Ceramides as Risk Markers for Future Cardiovascular Events and All-Cause Mortality in Long-standing Type 1 Diabetes

Abstract

Ceramides are lipid molecules involved in inflammation-related signaling. Recent studies have shown that higher amounts of specific circulating ceramides and their ratios are associated with future development of cardiovascular (CV) disease (CVD). We examined the associations between serum ceramide levels with CVD, kidney failure, and all-cause mortality in individuals with long-standing type 1 diabetes (T1D). We included 662 participants with T1D and 6-year follow-up, with a mean age of 55 years and mean diabetes duration of 33 years. Baseline serum samples were analyzed using liquid chromatography-mass spectrometry. Six predefined ceramide levels were measured, and predefined ratios were calculated. Adjusted Cox regression analyses on ceramide levels in relation to future CV events (CVE), kidney failure, and all-cause mortality were performed, with and without adjustment for age, sex, BMI, LDL, triglycerides, systolic blood pressure, HbA1c, history of CVD, smoking status, statin use, estimated glomerular filtration rate (eGFR), and urinary albumin excretion rate (UAER). The ceramide ratio cer(d18:1/18:0)/cer(d18:1/24:0) was significantly associated with risk of CVE (hazard ratio [HR] = 1.33, P = 0.01) and all-cause mortality (HR = 1.48, P = 0.01) before and after adjustments. All five investigated ceramide ratios were associated with kidney failure, before adjusting for the kidney markers eGFR and UAER. In this study, we demonstrate specific ceramides and ratios associated with 6-year cardiovascular risk and all-cause mortality in a T1D cohort. This highlights the strength of ceramide association with vascular complications and presents a new potential tool for early risk assessment if validated in other cohorts.

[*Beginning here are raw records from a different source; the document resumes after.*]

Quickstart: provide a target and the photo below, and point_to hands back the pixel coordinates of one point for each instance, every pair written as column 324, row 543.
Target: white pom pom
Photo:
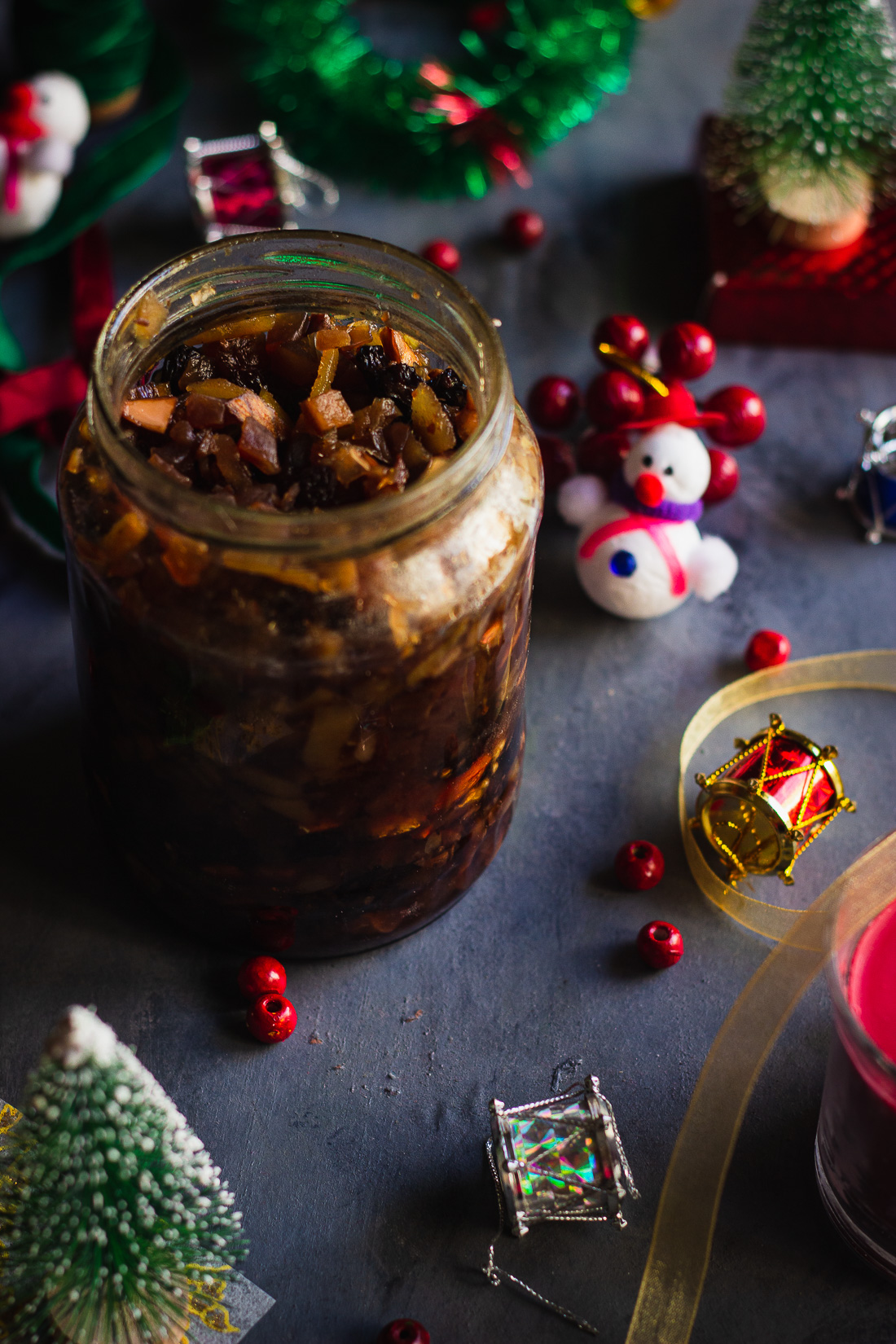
column 579, row 498
column 712, row 569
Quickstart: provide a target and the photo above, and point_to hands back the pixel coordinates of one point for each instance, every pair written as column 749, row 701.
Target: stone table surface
column 359, row 1160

Article highlights: Improved tools for assessing risk for diabetes complication before onset will help in complication prevention. We investigated a set of six predefined ceramides and their ratios versus 6-year outcomes of cardiovascular events, kidney failure, and all-cause mortality in people with long-standing type 1 diabetes, using Cox regression with and without adjustment for potential confounders. We found that several ceramides and ceramide ratios associated with cardiovascular events and all-cause mortality. The ratio of cer(d18:1/18:0)/cer(d18:1/24:0) was an especially robust marker. These finding show that ceramides can be biomarkers of cardiovascular disease and all-cause mortality in individuals with long-standing type 1 diabetes.

Figure 1

Forest plot of HRs for ceramide and ratios for outcomes of CVE, kidney failure, and mortality. The crude models are unadjusted; level 1 adjusted for age, sex, BMI, LDL, triglycerides, systolic blood pressure, HbA_1c, history of CVD, smoking status and statin use; and level 2 adjusted for all the same variables as level 1, but also including eGFR and UAER. HRs are reported per doubling of the log10 ceramide.

Figure 2

Kaplan-Meier plot of (A) cer18/cer24:0 ratio and (B) LDL against CVE. High is metabolite level greater than or equal to the median; low is individuals with a metabolite level below the median.

Figure 3

Heatmap of ceramides correlation to possible CVE confounders, presented as correlations coefficients from Pearson correlation.

Figure 4

Forest plot of HRs for ceramide and ratios for CVE separated by albuminuria status. Normoalbuminuria is defined as <30 mg/g, moderately increased is between 30 and 299 mg/g, and severely increased is ≥300 mg/g. These models are unadjusted crude models. HRs are reported per doubling of the log10 ceramide.